Отважно встречают поляки натиск мощного неприятеля, удачу посылает им случай, бог войны. 19 февраля под Вавром удачно отбили грозный напор поляки. Но силы слишком неравны: 120 тысяч против тридцати. И постепенно отступают к Грохову полю, под прикрытие пушек Праги, польские отряды… Медленно надвигаются на них бригады и дивизии Дибича…

Близок решительный бой… Слышны уж совсем ясно в Варшаве удары орудий, рокот ружейной перестрелки во время небольших отдельных стычек между передовыми отрядами обеих армий…

И вдруг затишье настало на короткое время… Нащупали друг друга враги-братья.

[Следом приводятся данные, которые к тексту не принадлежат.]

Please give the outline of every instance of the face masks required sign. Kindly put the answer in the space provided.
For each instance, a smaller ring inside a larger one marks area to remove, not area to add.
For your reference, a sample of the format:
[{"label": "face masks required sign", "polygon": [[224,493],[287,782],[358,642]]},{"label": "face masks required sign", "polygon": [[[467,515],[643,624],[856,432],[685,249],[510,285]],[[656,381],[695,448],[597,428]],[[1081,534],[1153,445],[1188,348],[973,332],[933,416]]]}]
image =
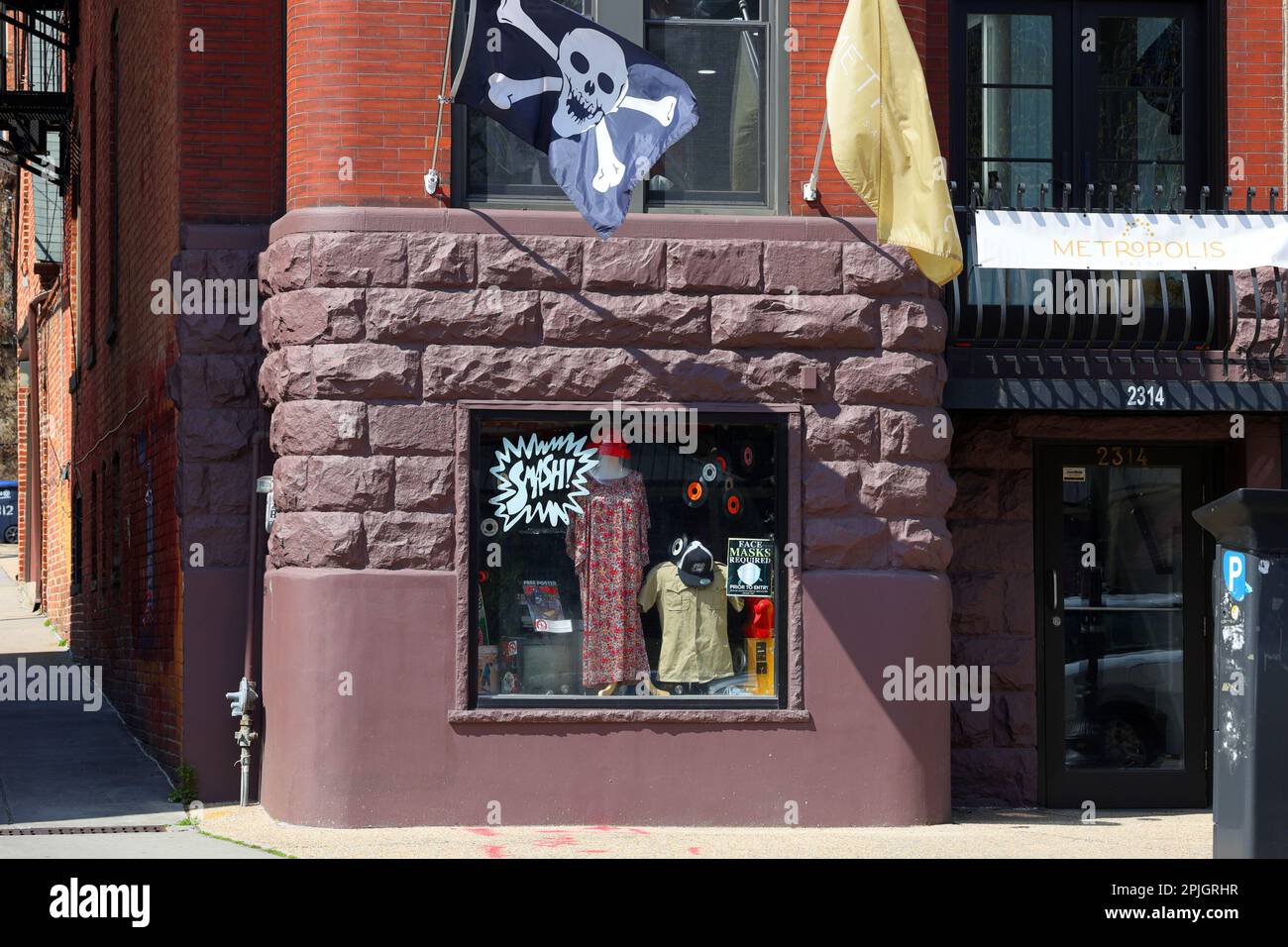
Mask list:
[{"label": "face masks required sign", "polygon": [[729,582],[732,598],[773,598],[777,549],[773,540],[729,540]]},{"label": "face masks required sign", "polygon": [[1288,265],[1288,215],[976,210],[983,269],[1203,271]]}]

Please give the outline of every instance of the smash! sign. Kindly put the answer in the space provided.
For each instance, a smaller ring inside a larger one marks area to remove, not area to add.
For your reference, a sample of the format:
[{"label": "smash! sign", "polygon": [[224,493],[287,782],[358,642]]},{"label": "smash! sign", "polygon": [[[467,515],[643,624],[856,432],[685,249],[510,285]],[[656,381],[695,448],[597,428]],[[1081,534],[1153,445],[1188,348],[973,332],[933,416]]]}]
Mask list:
[{"label": "smash! sign", "polygon": [[590,492],[586,475],[598,463],[599,452],[586,446],[585,435],[505,438],[492,468],[498,490],[489,500],[501,530],[533,519],[547,526],[568,523],[572,513],[582,512],[577,497]]}]

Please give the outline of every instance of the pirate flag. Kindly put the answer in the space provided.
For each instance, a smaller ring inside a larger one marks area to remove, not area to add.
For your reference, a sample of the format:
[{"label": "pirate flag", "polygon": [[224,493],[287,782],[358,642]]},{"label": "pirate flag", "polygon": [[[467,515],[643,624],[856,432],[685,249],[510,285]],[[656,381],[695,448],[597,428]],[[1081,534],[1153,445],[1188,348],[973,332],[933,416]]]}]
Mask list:
[{"label": "pirate flag", "polygon": [[600,237],[621,227],[635,184],[698,124],[683,79],[554,0],[470,0],[452,98],[546,152]]}]

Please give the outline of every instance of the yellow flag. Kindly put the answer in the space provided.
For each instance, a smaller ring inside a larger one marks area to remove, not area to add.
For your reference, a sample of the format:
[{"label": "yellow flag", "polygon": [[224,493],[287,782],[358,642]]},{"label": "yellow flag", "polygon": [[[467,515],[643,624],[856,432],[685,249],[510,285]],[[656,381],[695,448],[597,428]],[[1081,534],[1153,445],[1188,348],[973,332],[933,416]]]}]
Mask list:
[{"label": "yellow flag", "polygon": [[962,271],[926,77],[898,0],[850,0],[827,70],[832,160],[877,215],[877,238],[905,246],[943,286]]}]

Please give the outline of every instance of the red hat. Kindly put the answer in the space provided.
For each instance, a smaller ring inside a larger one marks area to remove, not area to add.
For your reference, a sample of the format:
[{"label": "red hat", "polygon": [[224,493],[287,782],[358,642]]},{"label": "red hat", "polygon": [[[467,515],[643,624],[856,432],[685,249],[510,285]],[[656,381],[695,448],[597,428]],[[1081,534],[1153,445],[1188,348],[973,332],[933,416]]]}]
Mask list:
[{"label": "red hat", "polygon": [[608,438],[605,441],[591,441],[590,446],[605,457],[621,457],[622,460],[631,459],[631,448],[625,441],[613,441],[612,438]]},{"label": "red hat", "polygon": [[751,621],[747,622],[747,638],[774,636],[774,600],[756,598],[751,600]]}]

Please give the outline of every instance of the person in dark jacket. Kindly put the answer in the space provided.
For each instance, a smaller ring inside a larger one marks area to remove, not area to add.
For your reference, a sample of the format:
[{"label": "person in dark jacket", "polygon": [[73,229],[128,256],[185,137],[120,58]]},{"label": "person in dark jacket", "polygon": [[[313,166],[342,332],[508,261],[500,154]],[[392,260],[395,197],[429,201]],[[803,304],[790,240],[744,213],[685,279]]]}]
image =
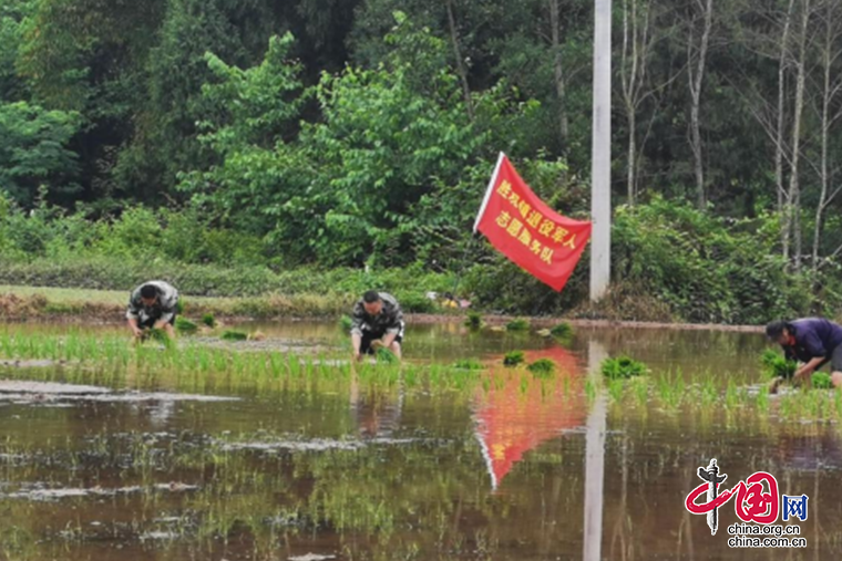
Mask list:
[{"label": "person in dark jacket", "polygon": [[391,294],[369,290],[353,307],[351,344],[359,361],[384,347],[401,357],[403,343],[403,311]]},{"label": "person in dark jacket", "polygon": [[801,363],[792,376],[797,384],[809,382],[813,372],[830,363],[833,385],[842,386],[842,325],[821,318],[776,321],[766,326],[766,335],[781,345],[787,360]]},{"label": "person in dark jacket", "polygon": [[175,339],[175,316],[178,291],[164,281],[148,281],[132,291],[126,310],[129,329],[135,339],[142,339],[144,330],[160,329]]}]

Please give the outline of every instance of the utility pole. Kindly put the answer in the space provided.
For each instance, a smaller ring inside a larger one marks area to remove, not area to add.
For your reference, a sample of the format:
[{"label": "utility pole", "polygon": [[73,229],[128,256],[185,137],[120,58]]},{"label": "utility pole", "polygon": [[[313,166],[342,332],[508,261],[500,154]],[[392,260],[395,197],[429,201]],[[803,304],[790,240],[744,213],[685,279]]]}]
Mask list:
[{"label": "utility pole", "polygon": [[605,295],[612,251],[612,0],[594,0],[594,115],[591,162],[591,301]]}]

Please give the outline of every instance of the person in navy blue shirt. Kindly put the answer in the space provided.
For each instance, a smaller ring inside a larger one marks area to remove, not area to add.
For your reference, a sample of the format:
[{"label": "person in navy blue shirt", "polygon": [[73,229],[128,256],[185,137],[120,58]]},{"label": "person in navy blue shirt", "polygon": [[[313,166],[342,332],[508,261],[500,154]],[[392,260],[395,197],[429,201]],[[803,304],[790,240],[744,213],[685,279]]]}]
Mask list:
[{"label": "person in navy blue shirt", "polygon": [[833,385],[842,386],[842,325],[821,318],[776,321],[766,326],[766,335],[781,345],[787,360],[801,363],[792,376],[795,383],[809,382],[813,372],[830,363]]}]

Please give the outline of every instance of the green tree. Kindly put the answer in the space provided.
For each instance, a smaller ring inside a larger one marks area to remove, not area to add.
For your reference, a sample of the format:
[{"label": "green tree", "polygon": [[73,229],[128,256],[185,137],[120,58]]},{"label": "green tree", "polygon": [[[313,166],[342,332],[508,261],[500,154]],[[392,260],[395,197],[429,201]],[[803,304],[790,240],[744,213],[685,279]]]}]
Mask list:
[{"label": "green tree", "polygon": [[51,195],[74,191],[76,155],[66,146],[80,125],[78,113],[0,104],[0,189],[21,205],[32,204],[41,185]]}]

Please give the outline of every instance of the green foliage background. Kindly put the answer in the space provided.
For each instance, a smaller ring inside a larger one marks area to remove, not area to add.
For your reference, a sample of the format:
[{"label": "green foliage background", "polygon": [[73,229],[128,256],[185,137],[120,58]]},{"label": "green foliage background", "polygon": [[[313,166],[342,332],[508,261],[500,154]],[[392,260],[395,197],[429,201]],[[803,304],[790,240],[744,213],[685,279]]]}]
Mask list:
[{"label": "green foliage background", "polygon": [[[743,95],[747,84],[777,91],[762,53],[711,50],[710,204],[688,202],[675,3],[653,23],[634,206],[622,196],[627,163],[614,164],[606,303],[585,303],[587,254],[557,294],[472,238],[501,149],[552,207],[588,216],[593,14],[555,1],[557,48],[536,0],[453,0],[453,24],[446,3],[425,0],[7,0],[0,282],[127,289],[160,277],[209,295],[378,285],[418,309],[427,291],[456,291],[489,311],[692,322],[838,313],[842,197],[820,225],[818,259],[782,257],[770,145]],[[723,9],[718,37],[745,42],[767,8]],[[615,120],[617,155],[625,126]],[[835,125],[829,135],[839,147]],[[807,248],[818,178],[808,166],[801,180]]]}]

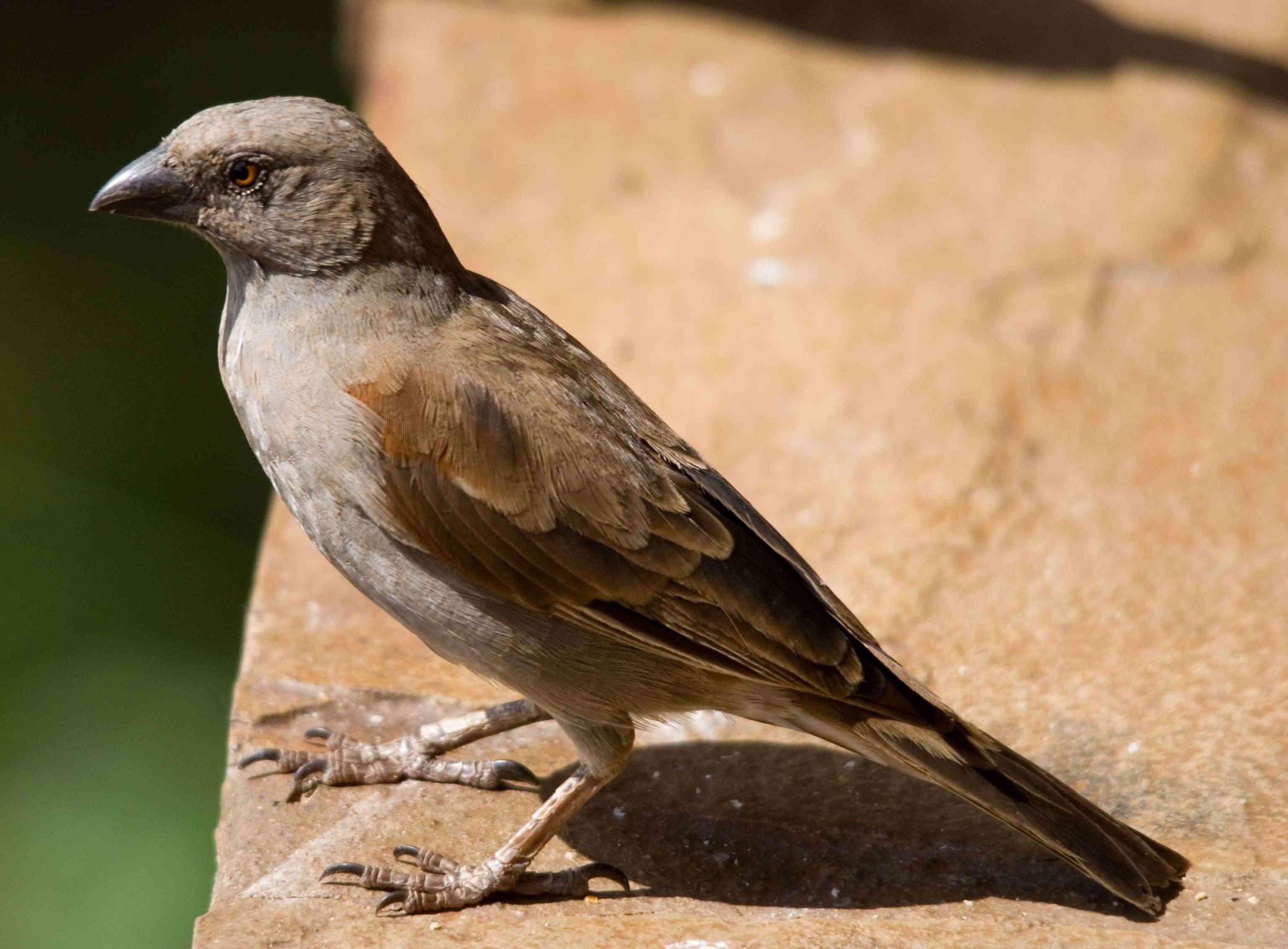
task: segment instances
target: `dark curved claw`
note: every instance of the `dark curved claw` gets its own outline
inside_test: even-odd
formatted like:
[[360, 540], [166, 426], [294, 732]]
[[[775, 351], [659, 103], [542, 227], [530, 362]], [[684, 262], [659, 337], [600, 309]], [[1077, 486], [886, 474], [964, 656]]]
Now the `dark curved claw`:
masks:
[[286, 796], [287, 803], [292, 803], [304, 797], [304, 779], [310, 774], [326, 770], [326, 758], [313, 758], [312, 761], [305, 761], [303, 765], [295, 769], [295, 787], [291, 788], [291, 793]]
[[237, 767], [246, 767], [246, 765], [254, 765], [256, 761], [281, 761], [282, 749], [281, 748], [260, 748], [256, 752], [251, 752], [241, 761], [237, 762]]
[[613, 867], [611, 863], [589, 863], [585, 867], [580, 867], [577, 873], [587, 883], [591, 879], [611, 879], [626, 892], [631, 891], [631, 881], [626, 878], [626, 874], [620, 868]]
[[361, 863], [334, 863], [322, 870], [322, 876], [318, 877], [318, 879], [326, 879], [336, 873], [353, 873], [354, 876], [361, 877], [366, 869], [367, 868]]
[[537, 775], [532, 773], [527, 765], [520, 765], [518, 761], [510, 761], [509, 758], [501, 758], [492, 762], [492, 769], [496, 771], [497, 778], [504, 778], [505, 780], [522, 780], [528, 784], [540, 784]]
[[395, 903], [406, 903], [408, 895], [410, 894], [406, 890], [394, 890], [376, 904], [376, 912], [379, 913], [385, 907], [392, 907]]

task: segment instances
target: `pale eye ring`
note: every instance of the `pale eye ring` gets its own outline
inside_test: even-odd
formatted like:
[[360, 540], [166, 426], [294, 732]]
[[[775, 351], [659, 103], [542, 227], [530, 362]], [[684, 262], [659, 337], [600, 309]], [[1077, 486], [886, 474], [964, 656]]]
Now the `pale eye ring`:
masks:
[[228, 180], [238, 188], [250, 188], [259, 180], [260, 167], [249, 158], [238, 158], [228, 166]]

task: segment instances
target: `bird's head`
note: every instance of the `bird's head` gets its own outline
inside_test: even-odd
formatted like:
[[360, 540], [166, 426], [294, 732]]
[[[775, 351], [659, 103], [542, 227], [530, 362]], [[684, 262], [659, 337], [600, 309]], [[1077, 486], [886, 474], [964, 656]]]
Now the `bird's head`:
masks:
[[192, 228], [225, 259], [250, 258], [267, 272], [455, 263], [389, 151], [358, 116], [322, 99], [198, 112], [113, 175], [90, 210]]

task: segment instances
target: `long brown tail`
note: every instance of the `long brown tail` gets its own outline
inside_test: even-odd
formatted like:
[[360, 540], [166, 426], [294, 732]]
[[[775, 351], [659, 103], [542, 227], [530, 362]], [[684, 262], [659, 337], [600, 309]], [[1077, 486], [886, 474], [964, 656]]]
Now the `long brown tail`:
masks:
[[1148, 913], [1162, 913], [1160, 895], [1189, 869], [1175, 850], [970, 724], [945, 735], [826, 699], [802, 706], [795, 728], [952, 791]]

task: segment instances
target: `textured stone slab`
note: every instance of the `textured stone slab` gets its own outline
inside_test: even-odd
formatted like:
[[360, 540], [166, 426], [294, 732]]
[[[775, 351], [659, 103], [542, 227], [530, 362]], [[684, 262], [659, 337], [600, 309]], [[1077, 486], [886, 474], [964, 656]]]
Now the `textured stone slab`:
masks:
[[[1238, 32], [1213, 6], [1155, 13]], [[1052, 79], [663, 9], [354, 15], [363, 111], [461, 258], [607, 358], [949, 703], [1195, 868], [1142, 923], [934, 788], [699, 716], [643, 737], [542, 855], [620, 864], [627, 899], [377, 921], [321, 868], [482, 856], [537, 796], [286, 805], [285, 778], [229, 770], [198, 946], [1288, 940], [1280, 112], [1150, 68]], [[505, 698], [274, 509], [231, 761]], [[473, 753], [542, 793], [573, 760], [549, 724]]]

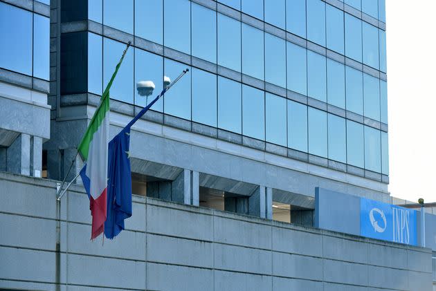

Готовятся к большому бою…

Бой начался 24 февраля, когда на подмогу Дибичу явилась свежая дивизия князя Шаховского… И началась затяжная битва на три дня, стихая под Бялоленкой на краткие часы ночи, загораясь снова на Гроховских полях вместе с утренней зарей следующего дня.

У Бялоленки Шаховской, имея за собой двадцать тысяч штыков и сорок восемь пушек, уже успевший опрокинуть слабые отряды графа Казимира Малаховского, сам принужден был остановиться, сойти на новый путь, когда Круко-вецкий со свежими силами в числе двенадцати тысяч людей при двадцати четырех орудиях соединился с отступающим Малаховским, двинулся в атаку, осторожно, но упорно вырывая у россиян пядь за пядью пройденный ими уже путь…

Очистили Бялоленку поляки, взяли три пушки. Но за собой оставить позиции не пришлось… Надо спешить к Грохову, где, словно эхо, отзываясь на канонаду Шаховского и Круковецкого, загремели пушки Дибича, а потом и у Хлопицкого, в польской армии…

Накануне гроховского боя Хлопицкий с Баржиковским обходил позиции, чтобы выяснить, что еще надо и возможно сделать в эти последние часы.

— Хорошо бы тут для защиты наших орудий возвести земляные насыпи. Ведь наша артиллерия куда слабее российской, — заметил осторожно Баржиковский, угнетенный, словно сам зараженный усталым безразличием, которое ясно было написано на лице Хлопицкого.